Depuis, la signature du Président de la Convention Internationale de "l'élimination de toutes formes de discrimination à l'égard des femmes" CEDAW, les femmes ont favorisé un terrain de mobilisation à tous les niveaux. Ainsi la cinquième Conférence de l'Union Générale des Femmes Palestiniennes a été tenue et l'initiative du Bureau de la Présidence pour la suppression de 2 articles (18, 340), relatives aux meurtres des femmes a été déclenchée pour constituer une revendication importante des femmes. Elle a donné le coup d'envoi de la campagne nationale de lutte contre la violence à l'égard des femmes.
Mi-2009 a connu la nomination de cinq ministres femmes dans le nouveau gouvernement palestinien. Ce nombre est le plus élevé au sein de la composition des treize gouvernements de l'Autorité Nationale Palestinienne. Il constitue également un couronnement du militantisme féminin palestinien qui a vu le jour depuis 1893, date à laquelle une manifestation féminine palestinienne a été organisée pour dénoncer la première opération de colonisation juive.
La bataille d'El Buraq en 1929 a constitué un tournant considérable dans la lutte des femmes contre l'occupation. Neuf palestiniennes ont trouvé la mort par l'Armée britannique. Depuis le militantisme a revêt différentes formes, sociales, économiques et politiques (Dina Amal Ismail. 2005).
D'une manifestation à un poste de décision Long à parcourir était le chemin conduisant à l'accès des palestiniennes aux postes de décision politique.

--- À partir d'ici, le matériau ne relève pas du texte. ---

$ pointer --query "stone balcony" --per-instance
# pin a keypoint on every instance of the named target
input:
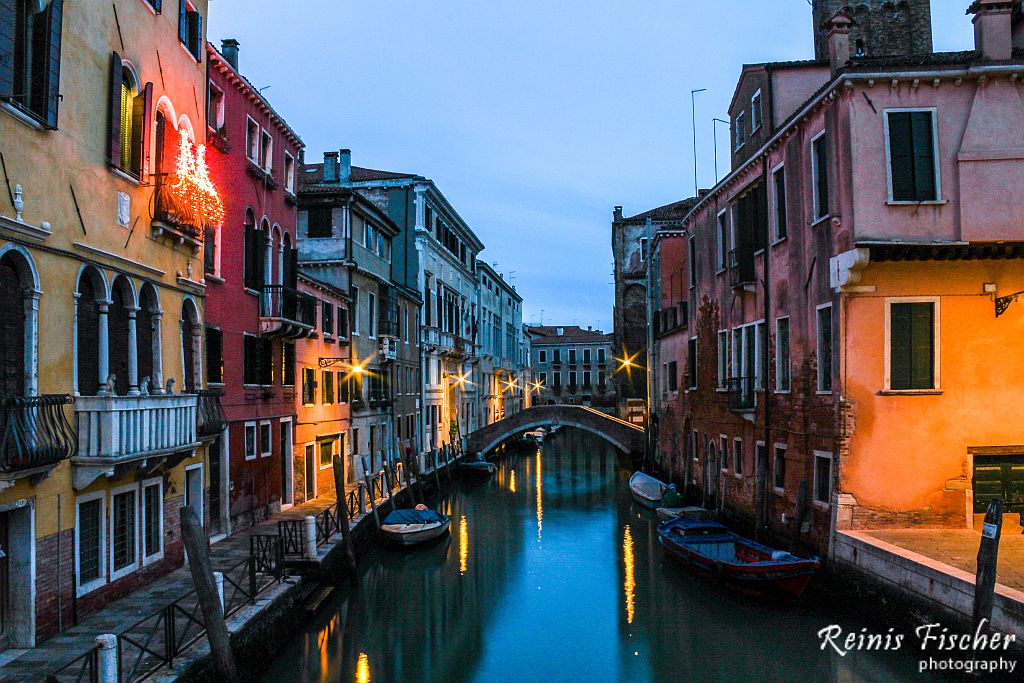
(119, 433)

Pourtant les femmes ont milités et étaient comme le disait l'écrivain Muhannad Abdulhamid " toujours présentes, actives, responsables, ont exercé leurs pouvoirs dans la vie publique et privée et ont porté le poids de la responsabilité du militantisme… Leur présence effective n'a pas été relatée dans l'histoire du paysage politique toujours écrite ou racontée par les hommes… Les femmes ont été marginalisées et leur apport occulté à cause d'une mentalité masculine et patriarcale qui se situe en dehors de la justice".
La nomination de cinq femmes ministres a été l'occasion pour toutes les femmes de se rappeler les portes qui leurs ont été fermées jusque là. Elles tentent, en ayant recours à la force des chiffres, de renforcer leurs présences, de démontrer la richesse de leurs expériences, de faire entendre la voix de l'histoire orale et des fois écrite.

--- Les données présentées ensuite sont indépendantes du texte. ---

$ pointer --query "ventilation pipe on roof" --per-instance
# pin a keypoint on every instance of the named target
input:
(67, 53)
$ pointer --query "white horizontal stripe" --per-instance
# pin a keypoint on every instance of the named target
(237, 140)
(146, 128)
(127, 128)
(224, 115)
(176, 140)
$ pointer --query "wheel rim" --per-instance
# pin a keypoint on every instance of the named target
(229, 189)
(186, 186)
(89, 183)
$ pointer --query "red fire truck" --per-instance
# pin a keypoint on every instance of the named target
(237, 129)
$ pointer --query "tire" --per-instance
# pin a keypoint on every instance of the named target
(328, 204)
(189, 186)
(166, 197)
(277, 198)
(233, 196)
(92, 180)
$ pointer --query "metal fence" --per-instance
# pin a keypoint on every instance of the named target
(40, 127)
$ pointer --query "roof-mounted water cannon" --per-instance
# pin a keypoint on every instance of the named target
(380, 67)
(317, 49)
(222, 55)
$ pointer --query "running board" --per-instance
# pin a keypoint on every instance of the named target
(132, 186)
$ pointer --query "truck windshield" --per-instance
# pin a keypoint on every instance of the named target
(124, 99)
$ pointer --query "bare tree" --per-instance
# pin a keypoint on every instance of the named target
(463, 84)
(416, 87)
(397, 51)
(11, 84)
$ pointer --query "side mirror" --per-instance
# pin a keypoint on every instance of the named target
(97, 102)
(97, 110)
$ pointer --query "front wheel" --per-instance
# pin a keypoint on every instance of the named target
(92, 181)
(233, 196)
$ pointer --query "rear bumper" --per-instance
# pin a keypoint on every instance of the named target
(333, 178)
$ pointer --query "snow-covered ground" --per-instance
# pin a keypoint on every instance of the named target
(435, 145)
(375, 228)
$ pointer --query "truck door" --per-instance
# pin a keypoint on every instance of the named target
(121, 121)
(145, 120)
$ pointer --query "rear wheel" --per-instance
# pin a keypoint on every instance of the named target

Qui sont elles? Quels ministères? Souvent, rappeler l'histoire ces femmes ministres, leurs réalisations, militantismes, détentions, peut être considéré comme une sorte de propagande. Une telle appréhension ne se pose pas quand il s'agit des ministres hommes.
Basma Battat, Membre de la Fédération Générale des Femmes, considère que partis politiques ne font pas confiance aux femmes pour accéder aux postes de décision, et elle ajoute " la présence limitée des cadres femmes des partis le prouve". Ces partis, selon Basma n'offrent même pas la protection à leurs membres femmes en cas de besoin. C'est pour cela qu'elle affirme que la nomination de ces femmes ministres constitue une réalisation d'autant plus que trois d'entre elles sont soutenues par leurs partis. Une réalisation qui "aura un impact positif sur la grande masse…Elles peuvent contribuer à un changement si l'on se base sur leurs parcours" a-t-elle conclut.
Pour ne citer que l'exemple de Sihem Al Barghouthi, ministre de la culture, qui est arrivée au gouvernement munie d'une grande expérience au sein d'un parti progressiste "Fida". Elle est une militante reconnue et a exercé toute sorte de militantisme politique, social et féministe. Elle a participé aux élections électorales et a été, avec d'autres, fondatrice de l'association du travail féminin "Al Amal Anniswi" et "Takem chououn Al Maee". Elle a été également membre du comité central et membre du comité législatif du "mouvement fath".
Elles sont toutes des militantes et proviennent d'un champ de bataille commun qui est le militantisme politique et féministe. Lamis Al Ilmi, ministre de l'éducation et de l'enseignement supérieur, Khouloud Diibs, ministre du tourisme et du patrimoine, Rabiha Dhieb, ministre de la femme, Sihem Al Bargouthi, ministre de la culture et Majda Al Masri, ministre des affaires sociales ont intégré la scène politique et sont mises à l'épreuve en vue d'un changement tellement souhaité. Lequel changement dépend en premier lieu de la planification stratégique du gouvernement susceptible ou non d'inscrire sur l'agenda de ses ministres des questions vitales telles que la libération et les groupes marginalisés…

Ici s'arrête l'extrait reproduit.